[3625] in Release_7.7_team
9.1.19 blocking on Linux kernel issue
daemon@ATHENA.MIT.EDU (Greg Hudson)
Tue Dec 10 16:50:28 2002
Date: Tue, 10 Dec 2002 16:50:22 -0500
Message-Id: <200212102150.QAA00514@error-messages.mit.edu>
From: Greg Hudson <ghudson@MIT.EDU>
To: release-team@MIT.EDU
When I went to sanity-check the 9.1.19 release for Linux, I found that
the update hung after:
Beginning update from 9.1.18 to 9.1.19 at Tue Dec 10 15:49:24 EST 2002.
Preparing:                  ###########################################
+ athena-ntp                ########################################### [  5%]
+ athena-athneteventd       ########################################### [ 10%]
+ athena-krb5               ########################################### [ 15%]
+ athena-athstatusd         ########################################### [ 21%]
+ athena-zephyr             ########################################### [ 26%]

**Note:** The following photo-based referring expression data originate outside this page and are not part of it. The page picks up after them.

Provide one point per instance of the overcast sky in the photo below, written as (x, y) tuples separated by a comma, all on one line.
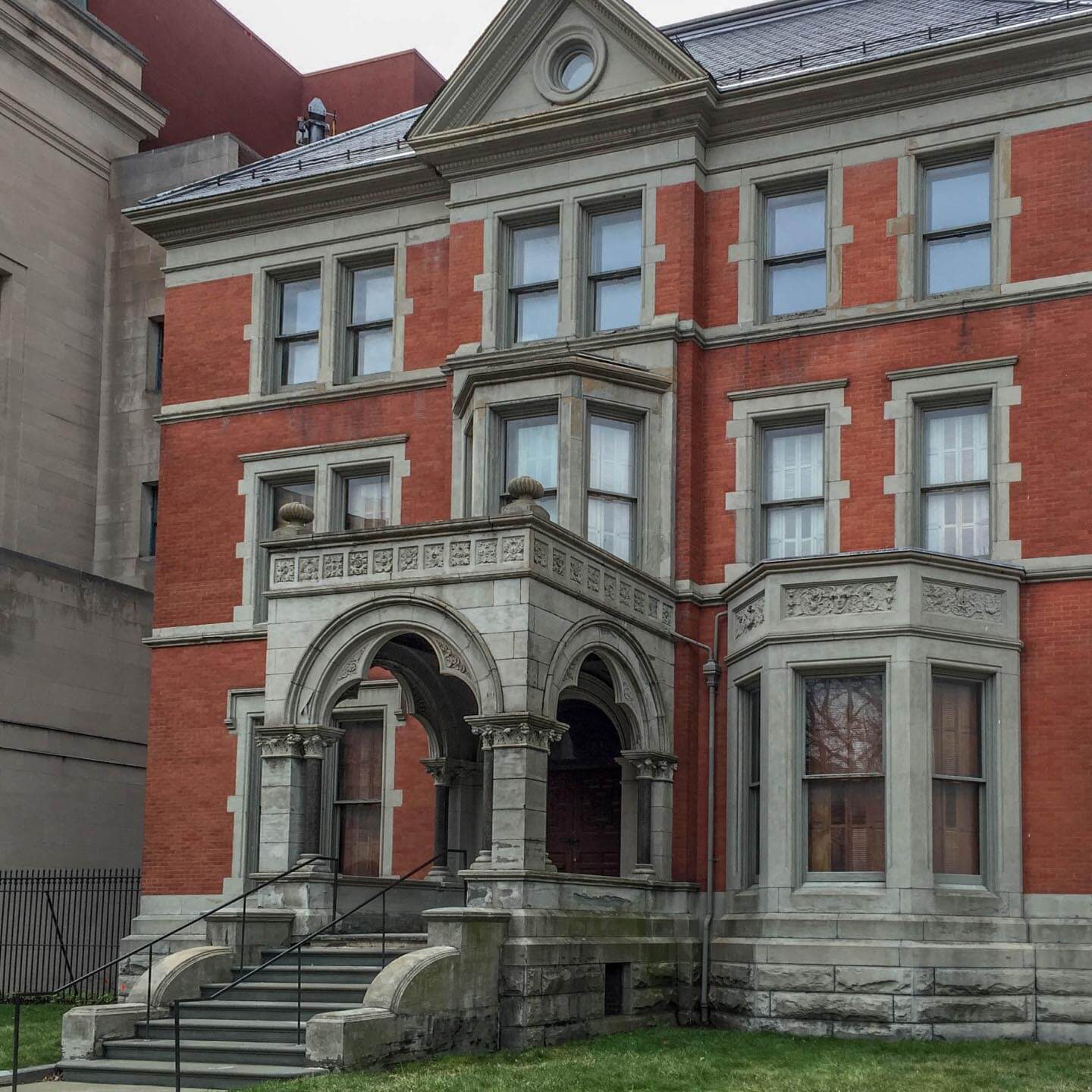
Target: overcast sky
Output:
[(325, 33)]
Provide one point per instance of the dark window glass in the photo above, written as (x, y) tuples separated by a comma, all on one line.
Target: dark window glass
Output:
[(360, 797), (958, 780), (844, 774)]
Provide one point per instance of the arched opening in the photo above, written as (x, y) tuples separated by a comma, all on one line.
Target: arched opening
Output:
[(585, 808)]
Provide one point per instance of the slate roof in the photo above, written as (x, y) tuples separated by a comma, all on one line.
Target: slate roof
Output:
[(739, 49), (757, 45)]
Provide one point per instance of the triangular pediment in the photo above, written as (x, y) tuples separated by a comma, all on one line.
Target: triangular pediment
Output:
[(514, 69)]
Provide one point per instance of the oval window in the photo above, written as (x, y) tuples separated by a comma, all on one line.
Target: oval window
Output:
[(577, 70)]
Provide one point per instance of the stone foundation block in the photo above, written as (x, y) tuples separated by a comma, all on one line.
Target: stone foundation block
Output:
[(965, 1032), (786, 977), (852, 1007), (1064, 1009), (880, 980), (962, 1009), (985, 982), (1065, 983)]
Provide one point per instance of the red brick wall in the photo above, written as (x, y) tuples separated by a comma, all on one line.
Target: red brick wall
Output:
[(1056, 627), (191, 764), (203, 353), (1052, 175), (201, 514), (871, 263), (414, 821)]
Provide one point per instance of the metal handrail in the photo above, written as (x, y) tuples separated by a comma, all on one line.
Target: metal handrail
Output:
[(297, 948), (150, 948)]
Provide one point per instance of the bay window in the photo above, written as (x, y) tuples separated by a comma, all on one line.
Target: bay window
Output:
[(795, 260), (372, 320), (843, 780), (956, 487), (958, 781), (297, 330), (957, 240), (793, 491), (535, 282), (612, 486), (531, 451), (615, 270)]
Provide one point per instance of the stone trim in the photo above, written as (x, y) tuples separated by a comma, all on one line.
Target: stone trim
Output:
[(752, 412), (915, 389)]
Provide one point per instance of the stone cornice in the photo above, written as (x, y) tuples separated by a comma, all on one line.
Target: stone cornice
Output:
[(483, 369), (66, 62), (824, 563)]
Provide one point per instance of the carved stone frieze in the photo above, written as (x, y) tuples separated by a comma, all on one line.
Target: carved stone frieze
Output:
[(748, 617), (814, 601), (975, 603)]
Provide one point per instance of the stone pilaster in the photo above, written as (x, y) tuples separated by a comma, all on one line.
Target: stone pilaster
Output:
[(519, 744)]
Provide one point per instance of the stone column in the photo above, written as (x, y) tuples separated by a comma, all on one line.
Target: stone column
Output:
[(520, 745), (654, 774), (441, 772)]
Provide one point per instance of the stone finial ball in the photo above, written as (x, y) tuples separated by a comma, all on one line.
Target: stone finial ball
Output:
[(296, 513), (526, 488)]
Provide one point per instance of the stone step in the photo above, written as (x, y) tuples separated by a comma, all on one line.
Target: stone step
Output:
[(232, 1052), (347, 994), (315, 972), (195, 1075), (241, 1031), (225, 1009)]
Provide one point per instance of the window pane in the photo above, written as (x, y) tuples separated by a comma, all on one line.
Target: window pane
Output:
[(300, 362), (535, 255), (957, 196), (796, 223), (375, 350), (367, 503), (618, 304), (958, 522), (799, 287), (300, 494), (610, 526), (957, 446), (360, 824), (957, 729), (844, 724), (958, 263), (795, 532), (793, 463), (360, 761), (846, 827), (956, 818), (531, 450), (616, 240), (536, 315), (374, 295), (300, 306), (613, 456)]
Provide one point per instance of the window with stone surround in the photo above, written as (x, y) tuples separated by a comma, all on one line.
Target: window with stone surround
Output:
[(794, 261), (957, 225), (534, 275), (616, 243), (959, 783), (843, 776), (613, 485), (297, 322), (370, 325)]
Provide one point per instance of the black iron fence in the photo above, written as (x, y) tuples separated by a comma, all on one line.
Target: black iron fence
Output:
[(58, 925)]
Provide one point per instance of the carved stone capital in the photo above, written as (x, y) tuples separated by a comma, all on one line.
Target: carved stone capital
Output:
[(652, 766), (516, 730)]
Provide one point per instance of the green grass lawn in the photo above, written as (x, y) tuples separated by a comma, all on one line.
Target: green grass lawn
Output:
[(39, 1037), (687, 1060)]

+ kernel                    ###########################################
(The machine isn't hung, just the update process.)  A process listing
reveals that the hanging command is:
root     14153 99.6  0.0  1372  416 pts/1    R    15:50  39:40 umount /tmp/initrd.mnt.VedGyI
An strace of this process doesn't reveal any system calls going on.
If you try to reboot the machine in this state, then either (a) if
it's a lilo machine, the old kernel will boot with the old initrd.
This will work fine, but the the update will hang again, assuming the
rpm database is sane enough to allow an update; or (b) if it's a grub
machine, the new kernel will try to boot with the old initrd, which
might or might not work.
Derek pointed out a similar problem in source-reviewers [9854] ("the
build sequence hangs on 'umount' of the initrd and puts the machines
into a weird state"; he later noted that he didn't experience the
problem in a RH7.3 VMware install, but he didn't say what kernel that
was with).  So the problem is limited to my test machine; however, I
can't find anything in Red Hat bugzilla about it.
Some conceivable ways out:
  * If we could identify a source patch for the problem, we could
    conceivably build fixed vmlinuz images and have them subbed in by
    the update script (followed by a reboot) before the update is
    done.  That's assuming an initrd will continue working if the
    kernel code is modified slightly.
  * We could make the update build a user-mode Linux kernel with a
    working loop filesystem (hopefully the new Red Hat kernel
    qualifies), "boot" that, and perform the mkinitrd there.
  * We could (temporarily) install a Red Hat kernel RPM which contains
    a modified /sbin/mkinitrd, which produces the initrd in some other
    way.  The "some other way" is hard to identify; I suppose we could
    have pre-built initrds in AFS for various configurations, and have
    the modified mkinitrd simply figure out which one to grab.  Or
    maybe it turns out that the kernel changes are minimal enough that
    simply using the old initrd works in all cases.
  * Naturally, we can put off the problem by simply not including the
    kernel upgrade as part of 9.1.19.  But that won't make it go away.
It's kind of a depressing situation overall.  Speak up if you have any
information I don't.